III. OLAY VE OLGULAR
1. Dava konusu olay, Tekirdağ Açık Ceza İnfaz Kurumunda hükümlü olarak bulunan sanığın 09.09.2015 tarihinde izne ayrıldığı ve 16.09.2015 tarihinde dönmesi gerekirken dönmediği, firar ettiği iddiasına ilişkindir.
2. Tekirdağ Açık Ceza İnfaz Kurumu tarafından tutulan 18.09.2015 tarihli tutanak ile sanığın izinden dönmediği tespit edilmiştir.

IV. GEREKÇE
1. İzin belgesi ile Tekirdağ Açık Ceza İnfaz Kurumu tarafından tutulan tutanak ve sanık ikrarı birlikte değerlendirildiğinde, sanığın davaya konu fiili gerçekleştirdiği anlaşılmış ve Muratlı Asliye Ceza Mahkemesinin, 14.11.2022 tarihli kararında hukuka aykırılık bulunmamıştır.
2. Yargılama sürecindeki işlemlerin usûl ve kanuna uygun olarak yapıldığı, aşamalarda ileri sürülen iddia ve savunmaların toplanan tüm delillerle birlikte gerekçeli kararda gösterilip tartışıldığı, eylemin sanık tarafından gerçekleştirildiğinin saptandığı, vicdanî kanının dosya içindeki belge ve bilgilerle uyumlu olarak kesin verilere dayandırıldığı, eyleme uyan suç vasfı ile yaptırımların doğru biçimde belirlendiği anlaşıldığından, sanığın yerinde görülmeyen diğer temyiz sebepleri de reddedilmiştir.
3. Temel ceza belirlenirken uygulama maddesinin “5275 sayılı Ceza ve Güvenlik Tedbirlerinin İnfazı Hakkında Kanun’un (5275 sayılı Kanun’un) 97 nci maddesinin birinci fıkrası delaletiyle” olduğunun belirtilmemesi suretiyle 5271 sayılı Kanun’un 232 nci maddesinin altıncı fıkrasına aykırı davranılması, hukuka aykırı görülmüş ise de; bu hususun 1412 sayılı Kanun’un 322 nci maddesi uyarınca düzeltilmesi mümkün görülmüştür.
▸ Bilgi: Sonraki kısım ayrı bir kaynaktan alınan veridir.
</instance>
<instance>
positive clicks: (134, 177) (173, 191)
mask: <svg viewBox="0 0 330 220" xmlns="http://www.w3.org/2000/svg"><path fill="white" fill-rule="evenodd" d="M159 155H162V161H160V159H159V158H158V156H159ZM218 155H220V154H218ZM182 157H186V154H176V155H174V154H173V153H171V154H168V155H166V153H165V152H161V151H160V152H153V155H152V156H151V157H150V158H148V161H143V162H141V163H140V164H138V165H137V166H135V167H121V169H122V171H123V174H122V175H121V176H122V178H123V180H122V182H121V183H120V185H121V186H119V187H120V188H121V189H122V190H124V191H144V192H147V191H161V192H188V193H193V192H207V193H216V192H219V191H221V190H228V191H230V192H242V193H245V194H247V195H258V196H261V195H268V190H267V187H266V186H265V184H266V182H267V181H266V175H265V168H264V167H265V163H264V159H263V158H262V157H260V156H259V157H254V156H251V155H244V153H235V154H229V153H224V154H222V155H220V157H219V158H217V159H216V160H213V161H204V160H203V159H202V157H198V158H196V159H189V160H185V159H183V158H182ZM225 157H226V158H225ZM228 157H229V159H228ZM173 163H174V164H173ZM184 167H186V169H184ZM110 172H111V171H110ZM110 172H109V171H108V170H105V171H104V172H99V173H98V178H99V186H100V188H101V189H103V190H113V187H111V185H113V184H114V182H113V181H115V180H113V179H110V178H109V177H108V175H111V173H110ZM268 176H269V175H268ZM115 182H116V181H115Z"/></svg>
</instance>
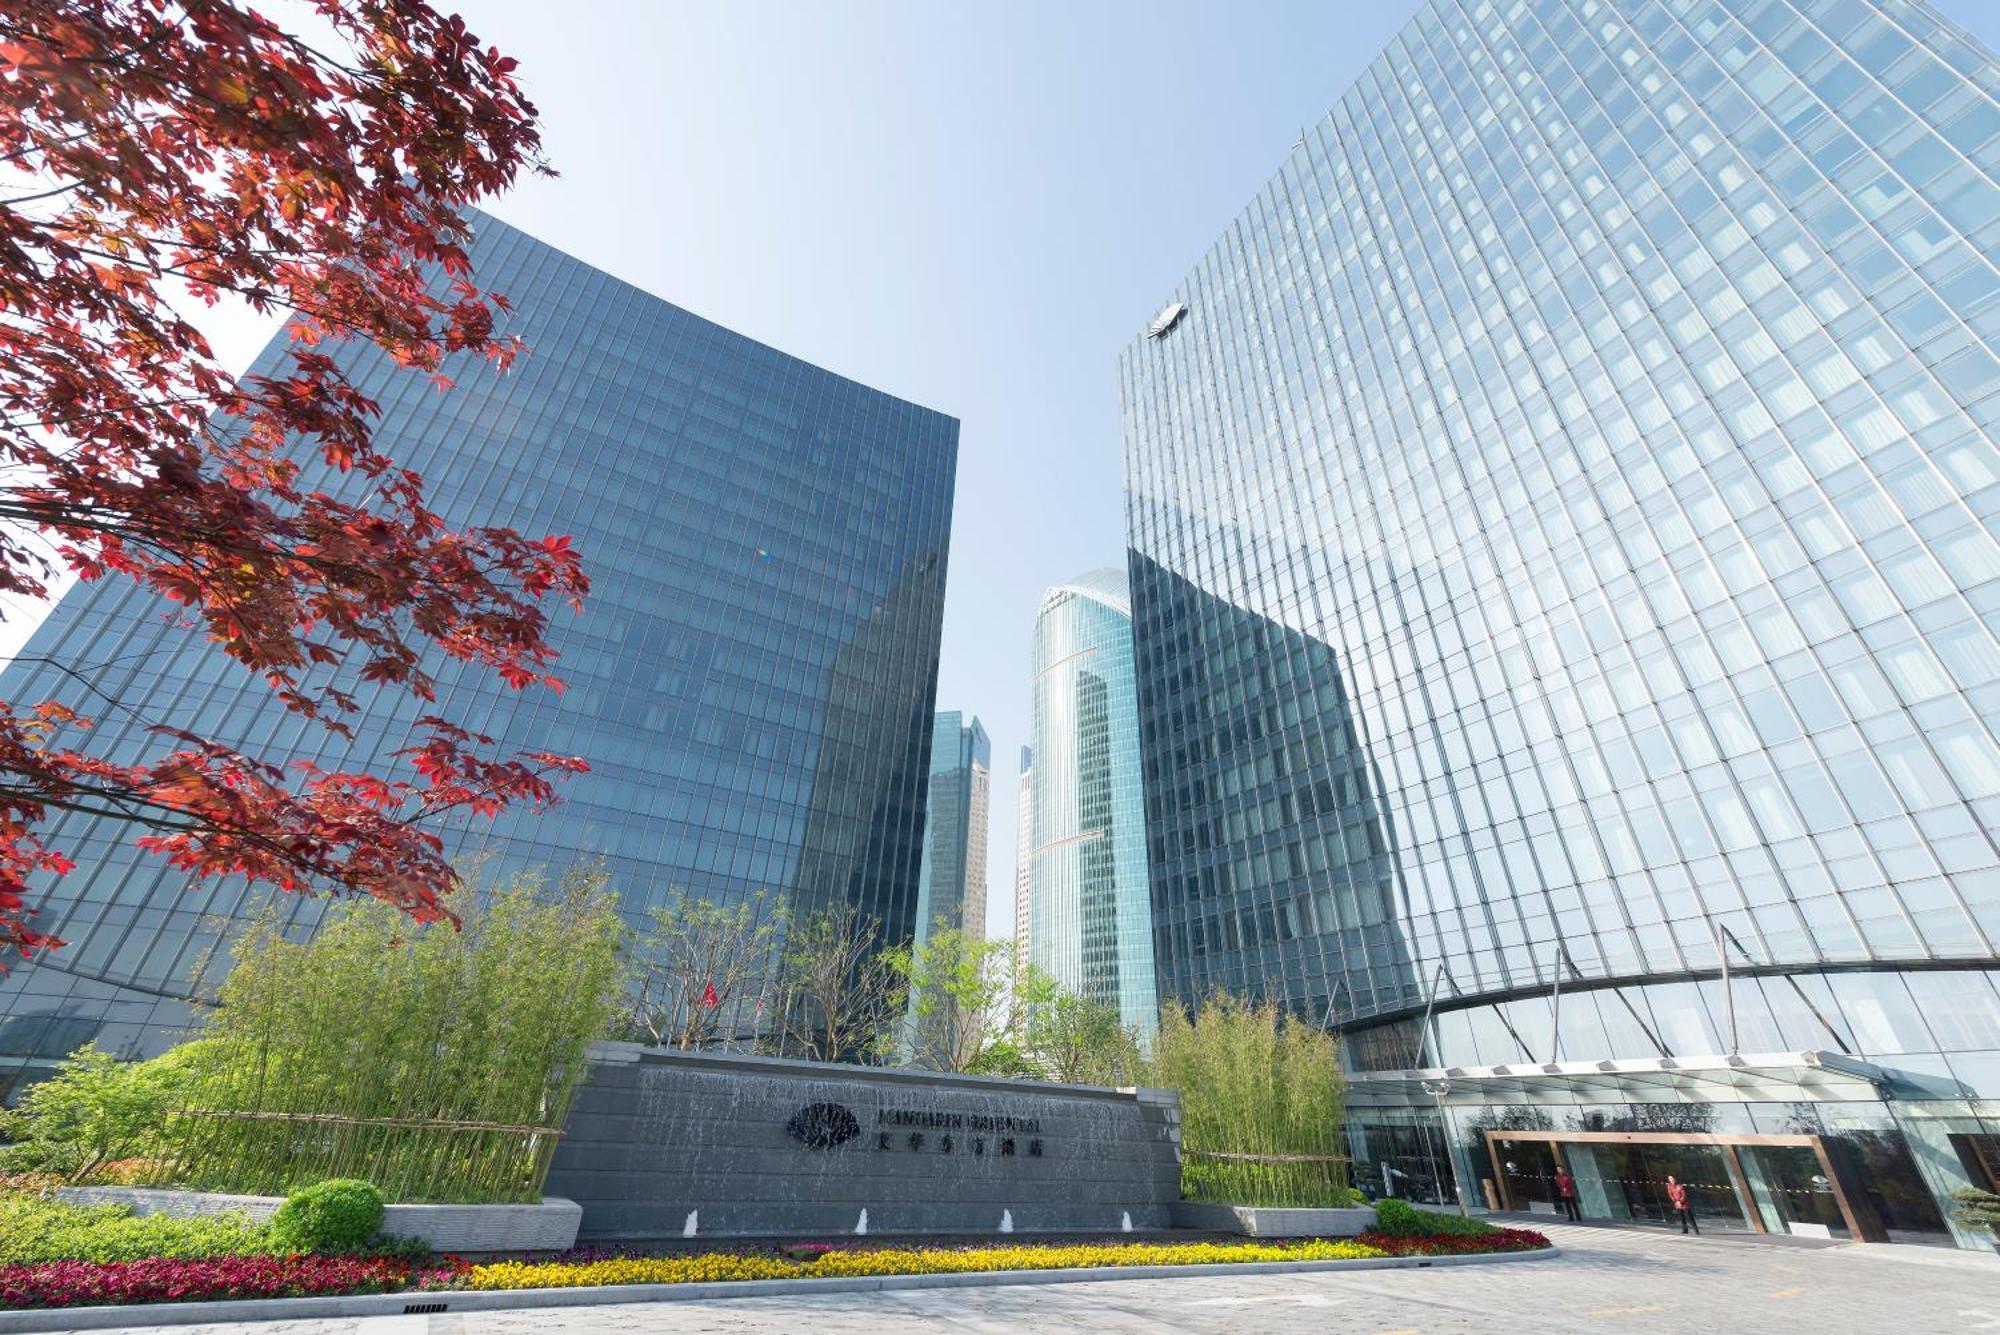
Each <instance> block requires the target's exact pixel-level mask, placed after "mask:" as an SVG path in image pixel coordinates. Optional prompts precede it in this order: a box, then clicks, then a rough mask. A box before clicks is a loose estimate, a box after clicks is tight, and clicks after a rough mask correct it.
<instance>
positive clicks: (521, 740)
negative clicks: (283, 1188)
mask: <svg viewBox="0 0 2000 1335" xmlns="http://www.w3.org/2000/svg"><path fill="white" fill-rule="evenodd" d="M472 260H474V264H476V268H478V274H480V278H482V282H486V284H488V286H492V288H496V290H500V292H504V294H508V296H510V298H512V302H514V308H516V316H512V328H514V330H516V332H520V334H522V336H524V338H526V342H528V348H530V352H528V356H524V358H522V360H520V362H518V364H516V366H514V368H512V370H510V372H508V374H504V376H502V374H496V372H492V370H490V368H484V366H468V368H460V374H458V386H456V388H454V390H452V392H448V394H440V392H436V390H434V388H432V386H430V384H428V380H426V378H424V376H412V374H408V372H404V370H398V368H394V366H390V362H388V360H386V358H384V356H380V354H376V352H372V350H362V348H344V350H340V352H338V354H336V356H340V360H342V362H344V366H346V370H348V374H350V376H352V380H354V384H356V388H358V390H360V392H364V394H368V396H370V398H374V400H376V402H380V406H382V418H380V426H378V432H380V438H382V440H384V444H386V446H388V450H390V454H392V456H394V458H396V460H398V462H400V464H404V466H410V468H414V470H418V472H420V474H422V476H424V478H426V480H428V484H430V498H432V504H434V508H436V510H438V512H440V514H444V516H446V520H450V522H456V524H504V526H514V528H520V530H522V532H530V534H544V532H558V534H574V536H576V544H578V550H580V552H582V554H584V560H586V564H588V572H590V578H592V594H590V600H588V604H586V608H584V614H582V616H572V614H568V612H566V610H554V612H552V614H550V624H552V626H550V640H552V644H554V646H556V648H558V650H560V654H562V664H560V675H562V677H564V679H566V681H568V691H566V693H562V695H556V693H552V691H512V689H506V687H504V685H502V683H500V681H498V679H494V677H490V675H482V673H472V671H460V669H454V668H450V666H446V668H444V671H442V675H440V681H438V703H436V705H422V703H418V701H412V699H408V697H404V695H394V693H382V691H368V689H362V691H358V693H360V697H362V699H364V709H362V713H360V717H358V719H356V733H354V739H352V741H346V739H340V737H334V735H330V733H326V731H322V729H318V727H314V725H308V723H306V721H302V719H298V717H294V715H288V713H286V711H284V709H280V707H278V705H276V703H272V699H270V695H268V693H266V691H262V689H244V679H242V677H240V675H238V673H240V669H238V668H236V666H232V664H228V662H224V660H222V656H218V654H216V652H214V650H212V648H210V646H206V644H202V642H200V638H198V636H196V634H190V632H186V630H180V628H176V626H170V624H168V622H166V620H164V618H162V616H160V604H158V602H156V600H154V598H152V596H150V594H146V592H142V590H138V588H134V586H132V584H130V582H124V580H102V582H96V584H84V586H78V588H76V590H74V592H72V594H68V596H66V598H64V600H62V604H60V606H58V608H56V610H54V612H52V614H50V618H48V622H46V624H44V626H42V628H40V630H38V632H36V636H34V640H32V642H30V644H28V648H26V650H24V656H22V658H20V660H16V662H14V664H10V666H8V668H6V675H4V677H0V683H4V685H0V689H4V693H6V697H8V699H16V701H22V699H42V697H58V699H70V701H72V703H76V707H80V709H82V711H84V713H100V709H96V701H94V699H86V697H80V695H78V691H80V687H78V685H76V683H74V681H72V679H68V677H64V675H62V673H58V671H56V669H52V668H46V666H40V664H36V662H32V660H36V658H46V660H54V662H60V664H66V666H70V668H76V669H82V671H98V673H102V675H100V677H98V679H100V683H104V685H106V689H110V691H112V693H116V695H118V697H120V699H122V701H124V703H126V705H130V709H132V717H144V719H148V721H160V723H174V725H186V727H194V729H200V731H204V733H208V735H214V737H220V739H224V741H232V743H238V745H242V747H244V749H248V751H250V753H266V755H296V757H310V759H316V761H320V763H322V765H328V767H356V765H382V767H394V765H396V761H392V759H388V755H390V751H394V749H396V747H400V745H404V743H406V739H408V735H410V727H412V721H414V717H416V715H418V713H428V711H432V709H436V711H438V713H442V715H446V717H452V719H454V721H460V723H464V725H468V727H472V729H478V731H484V733H492V735H496V737H500V739H502V741H504V743H506V745H508V747H518V749H548V751H560V753H574V755H584V757H586V759H588V761H590V765H592V771H590V773H588V775H580V777H576V779H572V781H568V783H564V785H562V805H558V807H556V809H552V811H548V813H546V815H532V813H520V815H508V817H502V819H500V821H498V823H478V825H474V827H456V829H452V831H450V841H452V845H454V847H456V849H458V851H464V853H476V851H486V853H490V855H492V859H494V863H496V867H494V869H496V871H506V869H510V867H530V865H550V867H552V869H556V871H560V869H562V867H566V865H568V863H572V861H576V859H578V857H584V855H592V853H602V855H606V859H608V863H610V871H612V879H614V885H616V887H618V891H620V893H622V895H624V903H626V907H628V909H630V911H632V913H638V911H642V909H646V907H648V905H652V903H658V901H662V899H664V897H666V895H668V893H670V891H672V889H686V891H688V893H692V895H706V897H710V899H718V901H732V899H740V897H744V895H752V893H756V891H772V893H774V897H778V899H784V901H792V903H794V905H796V907H800V909H810V907H812V905H814V903H826V901H832V899H846V901H852V903H856V905H858V907H860V909H862V911H866V913H874V915H878V917H882V919H884V921H886V923H888V935H890V937H892V939H896V937H904V939H906V937H908V935H910V929H912V927H914V913H916V891H918V863H920V851H922V831H924V783H926V769H928V761H930V727H932V707H934V693H936V671H938V632H940V618H942V600H944V568H946V540H948V532H950V514H952V480H954V468H956V454H958V424H956V422H954V420H952V418H946V416H942V414H936V412H930V410H926V408H918V406H916V404H908V402H902V400H896V398H892V396H888V394H882V392H878V390H870V388H868V386H862V384H856V382H852V380H844V378H840V376H834V374H832V372H826V370H820V368H818V366H810V364H806V362H800V360H798V358H790V356H784V354H782V352H776V350H772V348H766V346H762V344H758V342H752V340H748V338H744V336H740V334H732V332H730V330H724V328H720V326H716V324H710V322H708V320H702V318H698V316H692V314H688V312H686V310H680V308H676V306H670V304H668V302H662V300H658V298H654V296H650V294H646V292H640V290H638V288H632V286H628V284H622V282H618V280H614V278H610V276H608V274H602V272H598V270H592V268H590V266H586V264H582V262H578V260H574V258H570V256H566V254H562V252H558V250H554V248H550V246H546V244H542V242H536V240H534V238H530V236H526V234H522V232H518V230H514V228H508V226H504V224H500V222H494V220H488V218H478V220H476V242H474V248H472ZM282 354H284V338H282V336H280V340H276V342H274V344H272V348H270V350H266V352H264V356H262V358H260V360H258V364H256V366H254V368H252V374H258V372H270V370H272V368H274V366H276V364H278V360H280V358H282ZM320 474H322V476H320V478H314V476H312V472H310V470H308V478H306V480H304V486H308V488H312V486H324V488H328V490H338V488H340V486H350V484H352V480H346V482H344V480H340V478H326V476H324V470H320ZM98 666H100V668H98ZM84 745H86V747H90V749H96V751H102V753H104V755H110V757H114V759H138V757H142V755H152V753H158V749H160V745H162V743H160V741H158V739H156V737H152V735H148V733H146V731H144V727H140V725H122V723H118V721H116V719H114V717H108V719H104V725H102V727H98V729H94V731H92V733H88V739H86V741H84ZM132 839H134V831H132V829H130V827H120V825H110V823H98V821H90V819H80V817H62V819H60V821H56V823H54V829H52V833H50V841H52V845H54V847H62V849H64V851H68V853H70V855H72V857H74V859H76V861H78V869H76V871H74V873H70V875H66V877H60V879H56V881H50V883H48V887H46V893H44V897H42V901H40V917H38V919H36V925H38V927H46V929H50V931H56V933H58V935H62V937H66V939H68V947H66V949H62V951H58V953H52V955H48V957H44V959H40V961H34V963H28V965H20V967H16V969H14V971H12V973H10V975H8V977H4V979H0V1091H4V1089H6V1087H8V1083H10V1077H14V1075H18V1073H20V1071H24V1069H26V1071H32V1069H46V1063H48V1061H50V1059H52V1057H56V1055H62V1053H64V1051H68V1049H70V1047H74V1045H76V1043H82V1041H84V1039H90V1037H96V1039H98V1041H100V1043H104V1045H106V1047H112V1049H116V1051H144V1049H148V1047H154V1045H158V1043H160V1041H162V1037H164V1035H166V1033H170V1031H172V1029H176V1027H178V1025H180V1023H182V1021H184V1005H182V1001H180V997H182V995H186V991H188V989H190V987H192V985H194V979H192V977H190V971H192V969H194V965H196V961H200V959H204V957H206V955H208V953H210V951H212V947H214V941H216V939H218V935H220V933H224V931H226V929H228V923H230V919H232V917H240V915H242V913H246V911H250V903H248V901H250V899H254V895H246V893H244V889H242V887H240V883H230V881H218V883H214V885H210V887H204V889H202V891H200V893H188V891H186V877H184V875H178V873H174V871H170V869H168V867H166V863H164V861H162V859H158V857H148V855H142V853H138V851H136V849H134V847H132ZM288 903H290V911H294V913H298V915H302V917H308V919H310V913H312V903H310V901H302V899H290V901H288ZM212 981H214V979H210V983H212Z"/></svg>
4. Yargıtay tarafından düzeltilmesi mümkün görülen; sanık hakkında 14.11.2022 tarihli kararda tekerrür hükümlerinin ikinci kez uygulandığının belirtilmediği ve bu hükmün sadece sanık tarafından temyiz edilmesi nedeniyle sanığın kazanılmış hakkı olduğu gözetilmeksizin 1412 sayılı Kanun’un 326 ncı maddesinin son hükmüne aykırı davranılarak ikinci kez tekerrür hükümlerinin uygulanması, dışında bir hukuka aykırılık görülmemiştir.

V. KARAR
Gerekçe bölümünde (3) ve (4) numaralı bentlerde açıklanan nedenlerle Muratlı Asliye Ceza Mahkemesinin, 14.11.2022 tarihli karararına yönelik sanığın temyiz isteği yerinde görüldüğünden hükmün, 1412 sayılı Kanun’un 321 inci maddesi gereği BOZULMASINA, bu husus yeniden yargılamayı gerektirmediğinden aynı Kanun’un 322 nci maddesi gereği hüküm birinci fıkrasında yer alan ”TCK’nın 292/1. maddesi…” ibaresinden önce gelmek üzere “5275 sayılı Kanunun 97/1. maddesi delaletiyle” ibaresi eklenmesi ve hükmün (7) inci fıkrasında yer alan “…İKİNCİ KEZ…” ibarelerinin çıkarılması suretiyle hükmün, Tebliğnameye uygun olarak, oy birliğiyle DÜZELTİLEREK ONANMASINA,
Dava dosyasının, Mahkemesine gönderilmek üzere Yargıtay Cumhuriyet Başsavcılığı’na TEVDİİNE, 28.11.2023 tarihinde karar verildi.